Title of the Article:


If you do not evaluate and control what is happening in

the organization, you cannot be sure of what happens in the organization
and whether there will be success!

by   Dr. John Williams


Evaluating and controlling are very important management functions.  The effectiveness and success of any management depends largely on their ability to evaluate and control.  Since the term control includes evaluation, in the remainder of this article only the term control will be used rather than repeating both the terms over and over again, unless something is specifically discussed on evaluation.



The control function includes three steps according to most authors.

1. Setting up some performance standards or goals.

2. Evaluating the actual performance.

3. Taking some action if there is a problem. 


This control principle has universal application in all situations, in all types of organizations, in all functional areas and in all cultures.  Just to give a wide range of examples, you will have to use these three steps to control anything, including your weight, room temperature, amount of money you spend on clothing, moral life, the speed of the automobile, total sales of a company, cost of production, quality of products, attendance in church programs, etc.



In a church several things have to be controlled.  If we do not control things, they will get out of control.  If we do not exercise adequate control in all key areas, we cannot be sure of attaining our goals.  A wide range of factors should be controlled in a church.

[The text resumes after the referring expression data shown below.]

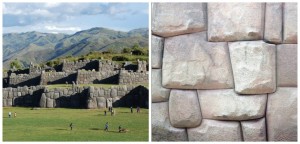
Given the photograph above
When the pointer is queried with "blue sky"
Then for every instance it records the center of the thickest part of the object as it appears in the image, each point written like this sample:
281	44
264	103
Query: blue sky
73	17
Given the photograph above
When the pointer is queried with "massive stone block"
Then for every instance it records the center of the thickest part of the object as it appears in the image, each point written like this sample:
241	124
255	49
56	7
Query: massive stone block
282	115
287	65
157	47
170	19
227	105
254	130
161	127
158	93
253	65
184	108
190	62
273	22
235	21
290	23
213	130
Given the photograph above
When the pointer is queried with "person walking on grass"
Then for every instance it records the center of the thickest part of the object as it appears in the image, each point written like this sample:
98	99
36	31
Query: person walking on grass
106	127
71	126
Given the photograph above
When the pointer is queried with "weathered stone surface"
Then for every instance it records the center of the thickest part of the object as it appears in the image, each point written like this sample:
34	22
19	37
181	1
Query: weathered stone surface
227	105
170	19
235	21
158	93
273	22
184	109
49	103
254	130
282	115
157	47
43	100
213	130
253	65
161	127
190	62
287	65
290	23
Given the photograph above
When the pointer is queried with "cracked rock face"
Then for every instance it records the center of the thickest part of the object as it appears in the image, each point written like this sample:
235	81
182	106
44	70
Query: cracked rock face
282	115
235	21
161	127
158	93
190	62
290	23
287	65
254	130
227	105
157	46
171	19
213	130
273	22
253	65
184	108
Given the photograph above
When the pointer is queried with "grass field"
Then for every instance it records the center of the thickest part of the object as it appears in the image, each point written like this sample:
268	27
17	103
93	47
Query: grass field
51	124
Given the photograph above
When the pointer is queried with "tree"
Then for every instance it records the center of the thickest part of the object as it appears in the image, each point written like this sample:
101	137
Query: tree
16	63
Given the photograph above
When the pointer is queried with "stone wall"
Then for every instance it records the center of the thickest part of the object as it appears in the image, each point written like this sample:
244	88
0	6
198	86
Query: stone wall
117	96
24	79
57	78
22	96
81	64
130	77
74	97
224	72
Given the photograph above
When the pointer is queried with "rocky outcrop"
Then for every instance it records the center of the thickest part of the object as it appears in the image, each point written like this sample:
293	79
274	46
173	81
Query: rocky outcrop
282	115
213	130
235	21
287	65
197	65
227	105
189	18
184	108
161	127
253	65
254	130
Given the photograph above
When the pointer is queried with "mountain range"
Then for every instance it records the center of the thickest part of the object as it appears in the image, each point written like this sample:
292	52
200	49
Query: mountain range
40	47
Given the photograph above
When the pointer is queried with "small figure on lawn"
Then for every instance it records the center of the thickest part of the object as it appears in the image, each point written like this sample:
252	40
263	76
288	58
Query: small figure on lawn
106	127
71	126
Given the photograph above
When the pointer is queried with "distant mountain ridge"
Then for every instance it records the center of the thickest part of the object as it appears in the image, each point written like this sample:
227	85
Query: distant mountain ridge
39	47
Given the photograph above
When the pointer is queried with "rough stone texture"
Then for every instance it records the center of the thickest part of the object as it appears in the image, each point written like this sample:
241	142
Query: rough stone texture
290	23
282	115
184	109
158	93
190	62
213	130
227	105
161	127
287	65
273	22
170	19
253	65
235	21
254	130
157	47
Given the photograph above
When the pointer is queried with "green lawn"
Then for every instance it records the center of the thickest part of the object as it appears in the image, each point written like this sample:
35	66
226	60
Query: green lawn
52	124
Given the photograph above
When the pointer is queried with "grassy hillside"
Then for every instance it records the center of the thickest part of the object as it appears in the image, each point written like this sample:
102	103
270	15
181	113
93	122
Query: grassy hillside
52	124
41	47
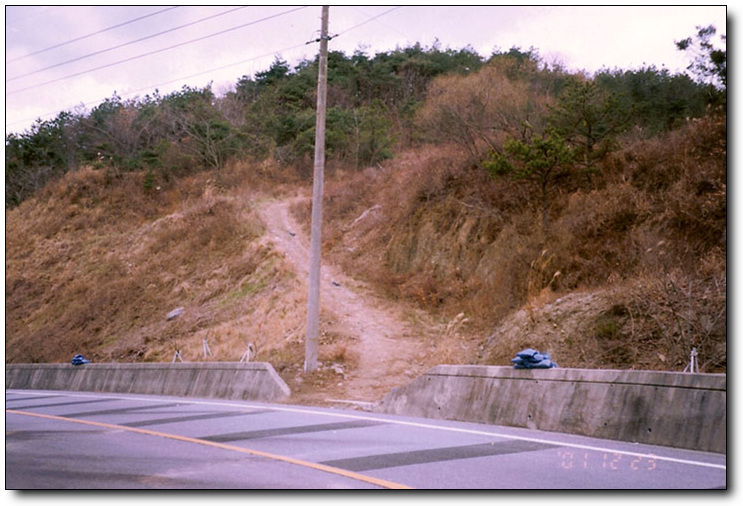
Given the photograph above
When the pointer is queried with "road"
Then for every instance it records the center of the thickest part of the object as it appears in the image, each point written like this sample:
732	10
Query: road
78	440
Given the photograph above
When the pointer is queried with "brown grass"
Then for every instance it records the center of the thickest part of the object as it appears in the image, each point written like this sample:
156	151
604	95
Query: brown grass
430	229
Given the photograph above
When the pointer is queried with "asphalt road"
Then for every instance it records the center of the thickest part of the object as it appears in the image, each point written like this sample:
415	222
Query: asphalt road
76	440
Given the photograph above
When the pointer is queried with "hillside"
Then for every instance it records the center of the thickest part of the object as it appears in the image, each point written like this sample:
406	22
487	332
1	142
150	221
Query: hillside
473	207
419	271
95	265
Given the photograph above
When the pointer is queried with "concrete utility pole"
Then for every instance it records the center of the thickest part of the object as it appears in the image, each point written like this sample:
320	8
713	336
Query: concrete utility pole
313	296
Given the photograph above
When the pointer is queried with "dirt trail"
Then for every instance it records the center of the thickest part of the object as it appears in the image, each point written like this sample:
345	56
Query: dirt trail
389	354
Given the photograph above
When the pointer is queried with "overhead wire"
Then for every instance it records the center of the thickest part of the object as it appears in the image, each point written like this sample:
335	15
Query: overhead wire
61	44
241	62
152	36
150	53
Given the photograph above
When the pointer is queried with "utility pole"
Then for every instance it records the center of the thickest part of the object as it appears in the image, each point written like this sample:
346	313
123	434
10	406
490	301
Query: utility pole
313	296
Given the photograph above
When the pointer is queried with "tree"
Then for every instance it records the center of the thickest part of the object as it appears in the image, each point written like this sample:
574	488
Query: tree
709	62
589	118
543	161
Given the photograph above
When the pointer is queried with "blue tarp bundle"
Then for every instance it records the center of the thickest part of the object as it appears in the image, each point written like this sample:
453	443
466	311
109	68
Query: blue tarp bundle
532	359
79	360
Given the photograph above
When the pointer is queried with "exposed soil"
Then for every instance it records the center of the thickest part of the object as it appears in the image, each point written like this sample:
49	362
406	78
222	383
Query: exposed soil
383	349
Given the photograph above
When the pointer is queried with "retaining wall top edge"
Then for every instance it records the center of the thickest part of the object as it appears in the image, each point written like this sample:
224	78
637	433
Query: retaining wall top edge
148	365
646	378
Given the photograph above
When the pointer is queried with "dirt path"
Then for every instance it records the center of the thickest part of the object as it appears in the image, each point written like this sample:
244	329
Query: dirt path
389	354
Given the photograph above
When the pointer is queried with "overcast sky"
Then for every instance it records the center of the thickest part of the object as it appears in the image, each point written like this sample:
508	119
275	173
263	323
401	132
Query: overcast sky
63	57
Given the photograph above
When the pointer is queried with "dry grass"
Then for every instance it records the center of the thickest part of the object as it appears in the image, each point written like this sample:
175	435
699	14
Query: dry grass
95	263
434	231
631	273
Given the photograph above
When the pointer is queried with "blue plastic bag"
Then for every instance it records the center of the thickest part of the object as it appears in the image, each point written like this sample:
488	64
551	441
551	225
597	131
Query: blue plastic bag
532	359
79	360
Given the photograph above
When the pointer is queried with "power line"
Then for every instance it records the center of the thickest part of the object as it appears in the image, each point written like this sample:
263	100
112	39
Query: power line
89	35
125	44
368	21
155	86
153	52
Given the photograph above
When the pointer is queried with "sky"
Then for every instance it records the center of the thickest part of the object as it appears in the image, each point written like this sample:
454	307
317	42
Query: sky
73	57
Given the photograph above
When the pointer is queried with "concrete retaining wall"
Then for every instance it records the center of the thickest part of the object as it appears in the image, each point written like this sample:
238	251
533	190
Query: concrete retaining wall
669	409
225	380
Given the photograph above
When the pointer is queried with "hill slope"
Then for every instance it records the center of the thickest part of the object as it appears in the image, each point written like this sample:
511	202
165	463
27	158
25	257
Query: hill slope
427	260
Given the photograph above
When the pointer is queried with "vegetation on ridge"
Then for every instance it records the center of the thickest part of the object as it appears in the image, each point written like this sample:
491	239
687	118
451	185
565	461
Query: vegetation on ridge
581	215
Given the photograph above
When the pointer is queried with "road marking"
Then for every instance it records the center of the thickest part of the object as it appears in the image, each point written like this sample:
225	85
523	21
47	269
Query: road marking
289	409
311	465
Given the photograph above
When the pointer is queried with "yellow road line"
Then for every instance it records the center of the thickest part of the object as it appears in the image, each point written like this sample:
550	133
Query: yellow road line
282	458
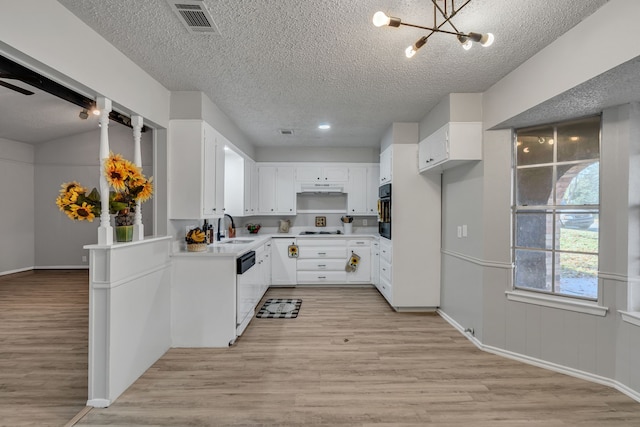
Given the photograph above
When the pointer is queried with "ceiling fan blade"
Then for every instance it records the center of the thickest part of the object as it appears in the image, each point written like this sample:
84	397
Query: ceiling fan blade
16	88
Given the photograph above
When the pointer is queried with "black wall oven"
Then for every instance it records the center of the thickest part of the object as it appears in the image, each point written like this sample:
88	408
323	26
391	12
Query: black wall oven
384	211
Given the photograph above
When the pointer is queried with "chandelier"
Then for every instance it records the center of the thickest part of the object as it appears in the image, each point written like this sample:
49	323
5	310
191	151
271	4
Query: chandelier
444	14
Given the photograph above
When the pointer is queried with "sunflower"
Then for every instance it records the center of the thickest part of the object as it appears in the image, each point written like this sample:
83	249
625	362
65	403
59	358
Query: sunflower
116	171
83	212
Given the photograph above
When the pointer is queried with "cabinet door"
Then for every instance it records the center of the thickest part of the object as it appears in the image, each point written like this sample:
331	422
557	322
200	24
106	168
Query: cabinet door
373	184
308	173
357	192
285	190
209	187
267	185
247	186
283	268
363	272
386	165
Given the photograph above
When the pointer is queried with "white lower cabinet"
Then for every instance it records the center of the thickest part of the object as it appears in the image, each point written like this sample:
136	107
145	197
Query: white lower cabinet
322	261
362	248
283	268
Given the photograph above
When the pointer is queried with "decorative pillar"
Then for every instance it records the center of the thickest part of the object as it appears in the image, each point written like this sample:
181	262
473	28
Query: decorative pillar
136	123
105	231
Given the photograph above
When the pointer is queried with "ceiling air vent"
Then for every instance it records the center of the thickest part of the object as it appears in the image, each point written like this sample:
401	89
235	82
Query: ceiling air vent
194	16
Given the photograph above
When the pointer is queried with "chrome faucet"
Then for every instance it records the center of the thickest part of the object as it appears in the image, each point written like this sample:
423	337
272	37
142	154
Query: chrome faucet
233	225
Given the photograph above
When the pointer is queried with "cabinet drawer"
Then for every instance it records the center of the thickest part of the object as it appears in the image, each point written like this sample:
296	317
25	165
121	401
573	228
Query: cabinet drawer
322	276
385	271
320	264
321	242
322	252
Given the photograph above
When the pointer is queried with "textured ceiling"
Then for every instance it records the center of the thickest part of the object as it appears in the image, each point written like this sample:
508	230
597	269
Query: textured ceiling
291	64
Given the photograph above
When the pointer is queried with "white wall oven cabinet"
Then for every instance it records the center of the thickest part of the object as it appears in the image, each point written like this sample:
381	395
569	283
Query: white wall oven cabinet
277	194
386	166
283	267
362	197
451	145
195	170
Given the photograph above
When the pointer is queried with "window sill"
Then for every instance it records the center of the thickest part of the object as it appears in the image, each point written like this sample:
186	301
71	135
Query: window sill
632	317
561	303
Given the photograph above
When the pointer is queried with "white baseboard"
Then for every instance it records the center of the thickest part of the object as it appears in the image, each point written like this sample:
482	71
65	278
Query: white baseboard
18	270
634	394
99	403
61	267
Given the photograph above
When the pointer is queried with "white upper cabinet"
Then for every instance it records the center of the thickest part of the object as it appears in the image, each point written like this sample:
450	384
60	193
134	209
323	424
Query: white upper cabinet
195	170
451	145
362	191
322	173
276	190
386	161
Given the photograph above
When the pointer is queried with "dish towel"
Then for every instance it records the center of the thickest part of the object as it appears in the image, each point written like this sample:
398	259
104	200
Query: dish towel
293	251
352	263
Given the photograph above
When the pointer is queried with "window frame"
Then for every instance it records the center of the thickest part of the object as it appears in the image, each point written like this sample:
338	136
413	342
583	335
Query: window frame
542	296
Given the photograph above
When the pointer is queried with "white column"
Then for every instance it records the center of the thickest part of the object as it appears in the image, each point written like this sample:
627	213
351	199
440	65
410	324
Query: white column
136	123
105	231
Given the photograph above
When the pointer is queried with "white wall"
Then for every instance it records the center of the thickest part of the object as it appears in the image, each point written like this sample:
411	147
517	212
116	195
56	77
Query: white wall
17	214
477	270
59	241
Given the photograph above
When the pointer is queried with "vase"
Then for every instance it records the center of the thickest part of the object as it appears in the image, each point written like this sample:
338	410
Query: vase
124	233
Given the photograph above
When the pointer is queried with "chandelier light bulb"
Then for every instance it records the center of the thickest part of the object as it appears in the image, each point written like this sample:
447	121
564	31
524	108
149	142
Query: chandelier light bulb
380	19
410	51
487	40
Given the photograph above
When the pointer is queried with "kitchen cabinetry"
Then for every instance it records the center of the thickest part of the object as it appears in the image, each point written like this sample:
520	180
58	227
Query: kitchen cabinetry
362	248
195	170
322	261
362	191
386	169
322	173
276	190
451	145
375	263
283	268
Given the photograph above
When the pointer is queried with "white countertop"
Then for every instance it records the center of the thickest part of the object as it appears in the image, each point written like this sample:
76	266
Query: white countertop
233	250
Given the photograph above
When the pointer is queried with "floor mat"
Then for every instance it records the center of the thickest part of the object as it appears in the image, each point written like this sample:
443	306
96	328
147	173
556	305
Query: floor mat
280	308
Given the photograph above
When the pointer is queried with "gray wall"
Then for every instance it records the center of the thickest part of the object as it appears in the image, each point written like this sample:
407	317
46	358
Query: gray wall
476	271
59	241
17	213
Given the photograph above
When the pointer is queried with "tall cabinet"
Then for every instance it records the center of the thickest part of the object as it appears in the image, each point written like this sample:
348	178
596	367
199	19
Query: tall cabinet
196	170
410	261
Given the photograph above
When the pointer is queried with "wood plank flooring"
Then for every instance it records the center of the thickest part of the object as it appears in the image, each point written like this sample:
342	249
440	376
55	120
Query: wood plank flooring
43	346
348	359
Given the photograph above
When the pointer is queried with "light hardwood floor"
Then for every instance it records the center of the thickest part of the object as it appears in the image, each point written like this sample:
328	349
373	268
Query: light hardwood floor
348	359
43	347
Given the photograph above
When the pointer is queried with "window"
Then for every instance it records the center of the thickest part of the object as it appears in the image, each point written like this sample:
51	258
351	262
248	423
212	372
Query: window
556	208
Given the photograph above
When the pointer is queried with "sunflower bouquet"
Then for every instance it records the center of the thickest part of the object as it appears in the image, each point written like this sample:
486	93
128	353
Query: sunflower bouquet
129	187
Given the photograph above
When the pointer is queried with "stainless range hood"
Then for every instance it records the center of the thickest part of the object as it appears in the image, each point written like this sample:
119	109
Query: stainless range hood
320	188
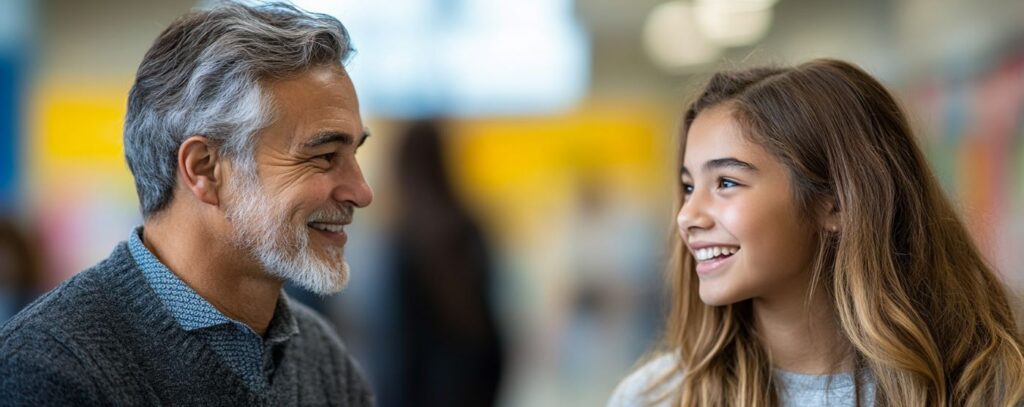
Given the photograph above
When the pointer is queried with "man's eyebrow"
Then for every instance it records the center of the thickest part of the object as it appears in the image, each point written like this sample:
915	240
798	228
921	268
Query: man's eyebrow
720	163
334	136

The factors that should be evaluated and controlled must be stated in measurable and quantitative terms, as illustrated in Table 7.1  In this chapter several evaluation forms and rating scales are included.




Attendance in worship services.

Participation in the programs of the church.

Number of seats in the audience.

Space for all activities and programs.

Parking space.

Income of the church.

Expenses of the church.

Cost of each program.

Required voluntary help.

Quality of the programs.

Meeting deadlines.

Completion of programs within the prescribed time.

Violation of rules.

Time use.

Program relevance to the mission of the church.

Goal attainment.

Effectiveness of organization.

Cost of energy and maintenance.

Administrative cost.

Waste of supplies and energy.

Inventory of hymn books, Bibles, choir robes, and other church property.

Turnover of pastors, church officers, choir members, committee members.

Number and performance of Sunday school teachers, ushers, etc.

Attendance in board meetings, church programs, church services, etc.

Quality of music.

Quality of service provided.



In order to evaluate and control various factors effectively, we should follow a set of good principles on controlling which have been developed over a period of time, put to test and have been found effective.  After studying these principles, check and see whether these principles are followed in your church when it comes to evaluation and control.  These principles of evaluation and control are listed in Table 7.2





1.    A set of criteria should be developed for purposes of evaluation.

2.    Selected criteria should be adequate to cover and represent all areas of responsibility.

3.    Each criterion selected should be measurable and verifiable.

4.    Each criterion should be objective and not subjective.

5.    Each criterion should be prescriptive and operational.

6.    Each criterion should be significant enough to be included.

7.    Each criterion should be assigned a point value to represent its relative value.

8.    Goals may be used as evaluation criteria if they meet the other requirements.

9.    A specimen form of evaluation should be given to all persons concerned at the beginning of the period of evaluation.

10. All persons concerned should be involved in designing the form of evaluation.

11. Evaluation should be conducted at regular intervals of time.

12. Evaluation should serve more than one purpose including performance review, control, motivation, recognition of good performance, determining training needs and problem solving.

13. Control should be exercised in all key areas of performance.

14. Strategic control points should be established.

15. Frequency of measurement of performance should be determined.

16. Control methods or system used should meet the following requirements:

a)    It should be acceptable to the organizational activities

b)   It should be economically realistic

c)   It should be coordinated with the regular organizational activities.

d)   It should be accurate in measuring problems.


A situation should be a remedy on time, before it is too late!